3. Be open with those you trust
Suffering from a mental or physical illness is difficult. Even more so when you are alone. Considering a mental health disorder, such as an eating disorder, there is also the fear of the stigma that can keep doors to deep connection closed. By being open with those that you trust, communicating your illness and your needs, you are more likely to break down the walls of stigma. You will likely learn that many people around you can sympathise and offer a helping hand, be it someone to listen to the problems at hand, or someone to help you find the next step forward. I am extremely grateful for the Library and Learning Resources Department and the Learning Skills team, who have been aware of my situation and extremely supportive. Quite a few have now attended workshops to understand eating disorders, as well! The support I have gained from being open has been truly heart-warming.
I know it can be hard to talk about the sensitive nature of your personal health. Mind has a few resources with advice on how to share a mental health condition with loved ones and your workplace. The People, Culture and Inclusion Team also have some helpful resources to get started with considering work-life balance.
4. Don’t forget about your Mind-Body-Soul connection
One element of eating disorder recovery is embodiment. I feel like anyone could benefit from being in touch with the connection between mind, body, and soul on a deeper level, keeping in tune with the present rather than sitting on anxieties of the past or future. There are many ways to work on embodiment which can be beneficial for mental and physical illness. Embody Health London explain embodiment in terms of eating disorder recovery. I highly recommend the University’s offer of Mindfulness Meditation that can be booked on StaffSpace as a great place to start. I began attending these sessions over a year ago and they were my first true attempt at mindful practice; during my recovery time off work, I continued these sessions as well as began using the Headspace app and Balance app (currently free for one year). Both have improved my ability to remain in the present and my sense of embodiment.

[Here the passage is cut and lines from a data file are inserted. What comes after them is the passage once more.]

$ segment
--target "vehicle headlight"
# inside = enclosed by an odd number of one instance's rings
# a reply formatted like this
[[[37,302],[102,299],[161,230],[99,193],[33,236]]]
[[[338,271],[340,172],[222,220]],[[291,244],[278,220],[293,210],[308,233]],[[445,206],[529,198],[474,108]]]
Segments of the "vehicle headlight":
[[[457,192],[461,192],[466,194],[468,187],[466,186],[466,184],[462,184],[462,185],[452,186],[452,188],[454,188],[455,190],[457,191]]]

5. Time off is not something to be ashamed of
I’ll be honest, I’m still coming to terms with this. I rarely took time off for my physical health, so to take time off to focus on my mental and physical recovery with an eating disorder was something that did not sit well with me. Linked to point 3, I had internalised the perceived stigma and found it hard to adjust to the change. But, using the above 4 points, I have found that taking time off to rest and recover from physical and mental illness is something to be applauded. It takes strength to withdraw from work life, especially a career you are passionate about, but by taking time off to focus on your health, you come back stronger as covered in the Bustle article.